Investigating the potential for nitrous oxide (N2O) production from sediment microbiota, and its potential effect on growth of cobalamin-dependent microalgae

Abstract

Microalgae are important primary producers of marine ecosystems. Many species require cobalamin (Vitamin B12), which is primarily related to the synthesis of methionine, where cobalamin is cofactor for the enzyme methionine synthase (METH). A gap of knowledge is the required amount of cobalamin needed for growth of cobalamin-dependent organisms and the potential environmental factors that can inactivate cobalamin. Nitrous oxide (N2O) has shown to be a potent inactivator of cobalamin in clinical studies. The greenhouse gas is biologically produced by marine microorganisms, and it is not known whether the concentrations of N2O usually found in marine environments can inhibit growth of cobalamin-dependent microalgae. The aim of this thesis was to investigate the effect of cobalamin depletion and N2O exposure on growth of cobalamin-dependent microalgae.
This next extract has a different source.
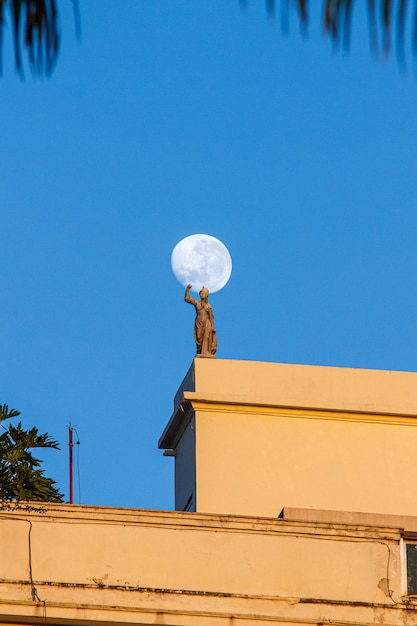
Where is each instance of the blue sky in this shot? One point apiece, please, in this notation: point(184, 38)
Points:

The effect of different concentrations of N2O on growth of cobalamin-dependent E.coli was established in an E.coli model system. Further, the potential for N2O production from microbiota of enriched sediments was investigated in air-tight vials. Growth of cobalamin-dependent I.galbana and T.lutea upon cobalamin depletion was investigated by growing the microalgae in medium without cobalamin. Lastly, N2O effect on algal cultures were tested through injecting growing cultures into air-tight vials containing N2O, followed by measurements of oxygen levels.

It was found inactivation of growth of cobalamin-dependent E.coli when presence of saturated concentrations of N2O. This concentration was substantially above the N2O concentrations associated with marine environments and the observed accumulation from enriched sediments. The growth of the cobalamin-dependent microalgae was surprisingly not affected by the absence of cobalamin in medium. Through 16S rRNA analysis, the presence of bacteria was detected in the cultures of these microalgae. Lastly, it was not succeeded to evaluate the effect of N2O on oxygen production from microalgae with the current experimental set-up.

In conclusion, saturated concentrations of N2O was shown to inactivate growing cobalamin-dependent E.coli, but the exact inactivation concentration remains undetermined and requires further investigation. As the observed inactivation level was far above the N2O concentrations associated with marine environments, the results suggests that the N2O concentrations usually found in such environments are insufficient to impact the growth of resident cobalamin-dependent organisms. Further, if the non-observed effect of cobalamin depletion on growth of cobalamin-dependent microalgae is caused by the presence of cobalamin-producers or other factors could be investigated further. Lastly, as it was not possible to evaluate the effect of N2O on microalgal growth, this should be investigated further.